The hosts were in no short supply of headline acts, especially with Wayne Rooney and Dimitar Berbatov spearheading the attack. But Leeds, who were no fewer than 41 places below the Red Devils in the football pyramid at the time, had assembled a very strong squad of their own.
“They were all very good players. I think we knew that they were talented. Fabian Delph [who left for Aston Villa in 2009] was young at the time, Jonny [Howson] was very young,” Ankergren reflects.
“[Luciano] Becchio and [Jermaine] Beckford were fantastic together up front and then we had some older but solid centre-backs.”
Out of the 14 that featured at Old Trafford, three had previously played in the Premier League and a further five would eventually make the step-up into the top-flight.
Rooney had already scored 13 times across all competitions, in a season which would see him crowned FWA Player of the Year and the PFA Fans’ Player of the Year. But it was Beckford, a scorer of 16 goals at that point himself, who would deal such an historic blow to the defending Premier League champions.
After Howson’s long ball dissected the entire Man United defence, Beckford plucked the ball from out of the air and applied a deft finish past a stranded Tomasz Kuszczak.
Ankergren made crucial stops to thwart Rooney and Berbatov respectively with Jason Crowe following up on the line to hook the former’s effort to safety.

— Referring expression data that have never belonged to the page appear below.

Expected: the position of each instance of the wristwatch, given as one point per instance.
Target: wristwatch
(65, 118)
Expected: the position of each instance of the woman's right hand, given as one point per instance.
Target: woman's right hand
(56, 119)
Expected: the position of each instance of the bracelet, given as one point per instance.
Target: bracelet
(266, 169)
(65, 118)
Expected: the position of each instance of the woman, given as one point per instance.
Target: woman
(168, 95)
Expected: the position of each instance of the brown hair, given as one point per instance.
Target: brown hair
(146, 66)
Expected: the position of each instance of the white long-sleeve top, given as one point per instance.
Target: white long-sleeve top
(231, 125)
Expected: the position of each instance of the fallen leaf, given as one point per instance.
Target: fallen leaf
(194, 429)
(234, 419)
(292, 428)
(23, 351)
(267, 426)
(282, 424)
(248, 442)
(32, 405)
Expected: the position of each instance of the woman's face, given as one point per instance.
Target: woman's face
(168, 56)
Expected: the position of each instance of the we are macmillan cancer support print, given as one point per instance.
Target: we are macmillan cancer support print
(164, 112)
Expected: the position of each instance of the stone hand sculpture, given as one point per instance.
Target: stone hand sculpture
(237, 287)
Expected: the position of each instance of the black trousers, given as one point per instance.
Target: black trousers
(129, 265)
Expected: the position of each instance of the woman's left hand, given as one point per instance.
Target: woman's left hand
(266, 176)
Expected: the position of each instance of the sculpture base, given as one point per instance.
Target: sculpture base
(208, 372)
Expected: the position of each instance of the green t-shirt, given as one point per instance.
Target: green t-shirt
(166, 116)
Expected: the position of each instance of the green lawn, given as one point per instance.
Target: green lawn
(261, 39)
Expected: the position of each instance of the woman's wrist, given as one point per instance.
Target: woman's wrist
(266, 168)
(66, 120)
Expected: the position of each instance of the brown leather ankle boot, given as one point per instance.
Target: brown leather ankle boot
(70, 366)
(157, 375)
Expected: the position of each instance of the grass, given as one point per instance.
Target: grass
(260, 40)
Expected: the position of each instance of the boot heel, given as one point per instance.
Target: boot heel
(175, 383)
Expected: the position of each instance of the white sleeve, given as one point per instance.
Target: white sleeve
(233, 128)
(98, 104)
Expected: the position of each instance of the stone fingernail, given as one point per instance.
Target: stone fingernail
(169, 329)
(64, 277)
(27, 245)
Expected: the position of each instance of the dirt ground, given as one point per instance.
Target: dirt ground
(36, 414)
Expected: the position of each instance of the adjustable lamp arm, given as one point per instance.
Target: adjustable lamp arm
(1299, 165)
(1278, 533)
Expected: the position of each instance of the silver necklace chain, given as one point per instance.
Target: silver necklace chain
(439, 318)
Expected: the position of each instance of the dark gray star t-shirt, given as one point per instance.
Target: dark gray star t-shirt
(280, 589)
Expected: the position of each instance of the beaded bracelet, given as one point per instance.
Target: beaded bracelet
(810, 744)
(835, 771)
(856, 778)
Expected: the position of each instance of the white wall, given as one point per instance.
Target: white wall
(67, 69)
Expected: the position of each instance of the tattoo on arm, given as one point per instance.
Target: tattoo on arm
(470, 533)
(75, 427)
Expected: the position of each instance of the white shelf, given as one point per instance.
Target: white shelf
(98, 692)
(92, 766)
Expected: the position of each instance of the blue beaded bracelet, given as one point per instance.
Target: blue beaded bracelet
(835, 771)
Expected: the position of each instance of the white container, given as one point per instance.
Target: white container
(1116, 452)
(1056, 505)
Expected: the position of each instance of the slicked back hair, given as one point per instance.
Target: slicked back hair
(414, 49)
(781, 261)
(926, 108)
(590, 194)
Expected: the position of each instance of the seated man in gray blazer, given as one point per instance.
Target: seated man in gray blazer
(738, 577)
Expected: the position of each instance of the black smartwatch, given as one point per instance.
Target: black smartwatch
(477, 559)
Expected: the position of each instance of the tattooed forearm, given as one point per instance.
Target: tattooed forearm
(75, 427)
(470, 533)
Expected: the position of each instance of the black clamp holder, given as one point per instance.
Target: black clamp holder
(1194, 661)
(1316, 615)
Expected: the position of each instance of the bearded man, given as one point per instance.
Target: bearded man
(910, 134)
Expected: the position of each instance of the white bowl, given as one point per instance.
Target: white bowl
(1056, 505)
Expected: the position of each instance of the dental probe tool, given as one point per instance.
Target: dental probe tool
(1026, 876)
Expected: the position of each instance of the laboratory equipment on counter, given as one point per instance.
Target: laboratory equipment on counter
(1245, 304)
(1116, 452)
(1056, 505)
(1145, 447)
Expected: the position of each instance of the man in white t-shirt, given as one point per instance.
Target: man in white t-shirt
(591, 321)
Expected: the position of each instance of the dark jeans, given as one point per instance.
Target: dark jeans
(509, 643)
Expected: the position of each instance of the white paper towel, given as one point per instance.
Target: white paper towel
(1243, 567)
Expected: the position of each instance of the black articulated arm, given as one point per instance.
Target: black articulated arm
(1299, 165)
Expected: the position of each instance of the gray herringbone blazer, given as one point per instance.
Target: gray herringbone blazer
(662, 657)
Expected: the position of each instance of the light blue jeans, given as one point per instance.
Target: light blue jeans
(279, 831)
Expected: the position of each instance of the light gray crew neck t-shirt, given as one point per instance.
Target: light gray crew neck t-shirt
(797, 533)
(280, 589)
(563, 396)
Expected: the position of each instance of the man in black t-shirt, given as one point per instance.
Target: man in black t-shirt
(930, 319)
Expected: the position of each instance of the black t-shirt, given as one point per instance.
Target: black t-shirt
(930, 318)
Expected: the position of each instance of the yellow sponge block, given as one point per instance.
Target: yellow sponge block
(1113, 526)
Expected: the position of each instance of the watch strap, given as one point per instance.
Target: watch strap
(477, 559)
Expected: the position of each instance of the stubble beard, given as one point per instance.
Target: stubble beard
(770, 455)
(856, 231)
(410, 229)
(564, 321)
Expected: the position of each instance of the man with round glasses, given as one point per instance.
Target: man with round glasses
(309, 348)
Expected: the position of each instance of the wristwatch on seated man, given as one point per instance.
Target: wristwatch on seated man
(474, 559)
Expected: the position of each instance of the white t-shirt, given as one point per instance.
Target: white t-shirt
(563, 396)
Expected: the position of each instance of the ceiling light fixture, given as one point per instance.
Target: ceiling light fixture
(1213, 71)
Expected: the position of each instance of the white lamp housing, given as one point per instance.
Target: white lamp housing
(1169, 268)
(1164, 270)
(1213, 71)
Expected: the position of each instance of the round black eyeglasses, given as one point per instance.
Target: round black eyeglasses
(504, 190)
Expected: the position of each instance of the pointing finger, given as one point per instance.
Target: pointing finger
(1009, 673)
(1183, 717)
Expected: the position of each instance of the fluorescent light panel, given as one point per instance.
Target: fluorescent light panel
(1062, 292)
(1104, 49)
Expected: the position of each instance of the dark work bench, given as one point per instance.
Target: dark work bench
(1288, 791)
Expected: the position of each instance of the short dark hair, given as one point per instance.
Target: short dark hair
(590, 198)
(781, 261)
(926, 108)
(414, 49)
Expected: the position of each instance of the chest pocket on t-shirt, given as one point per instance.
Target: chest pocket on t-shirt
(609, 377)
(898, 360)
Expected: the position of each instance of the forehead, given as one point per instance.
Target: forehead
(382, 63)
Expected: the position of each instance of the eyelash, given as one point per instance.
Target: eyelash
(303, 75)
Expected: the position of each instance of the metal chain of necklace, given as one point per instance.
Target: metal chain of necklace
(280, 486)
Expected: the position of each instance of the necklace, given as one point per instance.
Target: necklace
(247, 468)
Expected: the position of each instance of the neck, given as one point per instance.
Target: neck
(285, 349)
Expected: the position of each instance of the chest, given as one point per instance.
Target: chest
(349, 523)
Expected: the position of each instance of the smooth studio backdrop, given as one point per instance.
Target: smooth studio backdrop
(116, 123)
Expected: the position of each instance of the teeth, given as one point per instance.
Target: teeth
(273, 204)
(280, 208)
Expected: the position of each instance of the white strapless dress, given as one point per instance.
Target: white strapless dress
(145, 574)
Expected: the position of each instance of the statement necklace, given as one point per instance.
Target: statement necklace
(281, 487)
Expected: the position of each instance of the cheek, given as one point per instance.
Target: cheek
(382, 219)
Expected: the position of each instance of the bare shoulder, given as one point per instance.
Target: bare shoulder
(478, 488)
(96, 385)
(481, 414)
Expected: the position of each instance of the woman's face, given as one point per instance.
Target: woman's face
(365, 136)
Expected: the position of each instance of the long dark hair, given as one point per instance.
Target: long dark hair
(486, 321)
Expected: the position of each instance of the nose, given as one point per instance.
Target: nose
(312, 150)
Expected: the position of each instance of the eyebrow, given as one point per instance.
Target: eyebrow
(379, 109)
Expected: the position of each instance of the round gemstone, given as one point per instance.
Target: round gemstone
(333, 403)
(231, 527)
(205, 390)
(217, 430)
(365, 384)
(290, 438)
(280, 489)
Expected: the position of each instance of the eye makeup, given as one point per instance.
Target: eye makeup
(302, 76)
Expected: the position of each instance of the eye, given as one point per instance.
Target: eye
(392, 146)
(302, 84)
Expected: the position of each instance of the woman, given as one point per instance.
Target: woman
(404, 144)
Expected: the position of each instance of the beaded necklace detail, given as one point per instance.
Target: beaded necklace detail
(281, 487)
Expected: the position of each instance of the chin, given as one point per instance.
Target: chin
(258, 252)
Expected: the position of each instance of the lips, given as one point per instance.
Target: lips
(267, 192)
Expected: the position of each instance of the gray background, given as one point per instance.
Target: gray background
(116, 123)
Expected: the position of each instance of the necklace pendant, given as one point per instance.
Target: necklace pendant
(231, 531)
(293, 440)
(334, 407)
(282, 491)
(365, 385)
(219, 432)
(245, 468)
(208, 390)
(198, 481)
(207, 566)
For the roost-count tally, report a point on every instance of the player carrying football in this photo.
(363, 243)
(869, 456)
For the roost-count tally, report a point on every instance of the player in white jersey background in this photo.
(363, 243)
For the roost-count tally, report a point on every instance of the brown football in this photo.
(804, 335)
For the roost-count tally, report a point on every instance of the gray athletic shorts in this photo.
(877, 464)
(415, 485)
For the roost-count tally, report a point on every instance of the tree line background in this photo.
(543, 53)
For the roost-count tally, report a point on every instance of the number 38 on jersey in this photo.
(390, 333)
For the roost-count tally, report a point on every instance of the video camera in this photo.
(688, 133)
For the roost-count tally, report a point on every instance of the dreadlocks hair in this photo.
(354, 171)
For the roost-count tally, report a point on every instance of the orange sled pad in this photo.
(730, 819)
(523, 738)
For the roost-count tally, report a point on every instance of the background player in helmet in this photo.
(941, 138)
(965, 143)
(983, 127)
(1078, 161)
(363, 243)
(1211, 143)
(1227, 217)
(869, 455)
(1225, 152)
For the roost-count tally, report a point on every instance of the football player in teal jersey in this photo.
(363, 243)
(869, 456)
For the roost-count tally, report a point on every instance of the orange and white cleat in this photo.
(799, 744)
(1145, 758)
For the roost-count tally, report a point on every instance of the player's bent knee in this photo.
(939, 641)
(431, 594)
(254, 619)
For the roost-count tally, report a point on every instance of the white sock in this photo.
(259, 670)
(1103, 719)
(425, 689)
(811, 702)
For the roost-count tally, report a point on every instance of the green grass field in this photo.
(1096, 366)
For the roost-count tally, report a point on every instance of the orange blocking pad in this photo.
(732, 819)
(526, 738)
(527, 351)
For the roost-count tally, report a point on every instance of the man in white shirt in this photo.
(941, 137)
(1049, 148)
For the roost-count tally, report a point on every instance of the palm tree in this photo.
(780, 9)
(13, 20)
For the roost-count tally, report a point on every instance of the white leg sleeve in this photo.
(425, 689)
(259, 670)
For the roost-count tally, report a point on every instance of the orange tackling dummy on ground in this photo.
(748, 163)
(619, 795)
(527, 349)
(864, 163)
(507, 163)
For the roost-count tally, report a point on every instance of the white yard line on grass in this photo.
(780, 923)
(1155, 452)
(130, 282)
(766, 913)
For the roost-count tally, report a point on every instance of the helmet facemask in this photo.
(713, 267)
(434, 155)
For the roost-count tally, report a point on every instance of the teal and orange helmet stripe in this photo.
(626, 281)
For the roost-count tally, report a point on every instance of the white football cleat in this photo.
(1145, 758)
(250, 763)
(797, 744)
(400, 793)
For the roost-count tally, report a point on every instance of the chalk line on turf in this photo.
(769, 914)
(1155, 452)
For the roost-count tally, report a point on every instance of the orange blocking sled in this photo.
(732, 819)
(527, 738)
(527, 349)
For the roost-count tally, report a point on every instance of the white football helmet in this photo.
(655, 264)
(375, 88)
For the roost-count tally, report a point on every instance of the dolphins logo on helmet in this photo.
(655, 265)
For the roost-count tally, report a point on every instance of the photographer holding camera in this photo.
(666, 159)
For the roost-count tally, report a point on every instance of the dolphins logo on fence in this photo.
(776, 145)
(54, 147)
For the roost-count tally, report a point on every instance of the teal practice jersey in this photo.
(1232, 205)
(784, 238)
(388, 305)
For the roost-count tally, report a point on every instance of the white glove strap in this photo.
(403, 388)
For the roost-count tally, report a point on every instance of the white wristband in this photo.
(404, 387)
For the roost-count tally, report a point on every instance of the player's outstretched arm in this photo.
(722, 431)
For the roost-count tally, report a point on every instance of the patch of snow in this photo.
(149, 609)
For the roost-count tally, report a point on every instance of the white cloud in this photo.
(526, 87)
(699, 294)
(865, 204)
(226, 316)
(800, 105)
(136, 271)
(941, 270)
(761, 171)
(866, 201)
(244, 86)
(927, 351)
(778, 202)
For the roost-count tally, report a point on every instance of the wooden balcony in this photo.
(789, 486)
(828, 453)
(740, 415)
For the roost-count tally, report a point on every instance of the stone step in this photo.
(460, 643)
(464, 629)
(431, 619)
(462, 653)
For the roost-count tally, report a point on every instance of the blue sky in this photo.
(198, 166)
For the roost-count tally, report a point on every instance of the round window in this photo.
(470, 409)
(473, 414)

Leeds had chances to add to their advantage. Beckford sent a low shot whistling wide of the bottom corner, while Robert Snodgrass emerged from the bench to crash his free kick against the post.
The full-time whistle blew, and despite the unadulterated euphoria which permeated the air in the away stand, it was only after that Ankergren understood the significance of the result.
“It was a great day and a great experience,” Ankergren says. “But at the time I probably didn’t understand how much it meant to the fans.
“It was only afterwards that I found out how much it meant to the Leeds fans to beat Manchester United at Old Trafford. I don’t know whether we would've won many, if we had played them another 10 times, but we had a really good team.”
A first win at Old Trafford since 1981 set-up a fourth round tie against Tottenham Hotspur at White Hart Lane. Ankergren once again produced a match defining contribution, saving a penalty from Jermain Defoe to earn Leeds a 2-2 draw in North London.
Although Leeds would subsequently lose the replay at Elland Road, Ankergren would end his final season in West Yorkshire with automatic promotion.
“Winning promotion was the bigger achievement for me,” Ankergren admits. “It’s crazy when you think about it but we were actually a little bit lucky to get out of League One with the way it all panned out.
“We went a man down and we were trailing against Bristol Rovers. To end up winning was incredible and the legacy of that side continued because so many them went onto have brilliant careers.”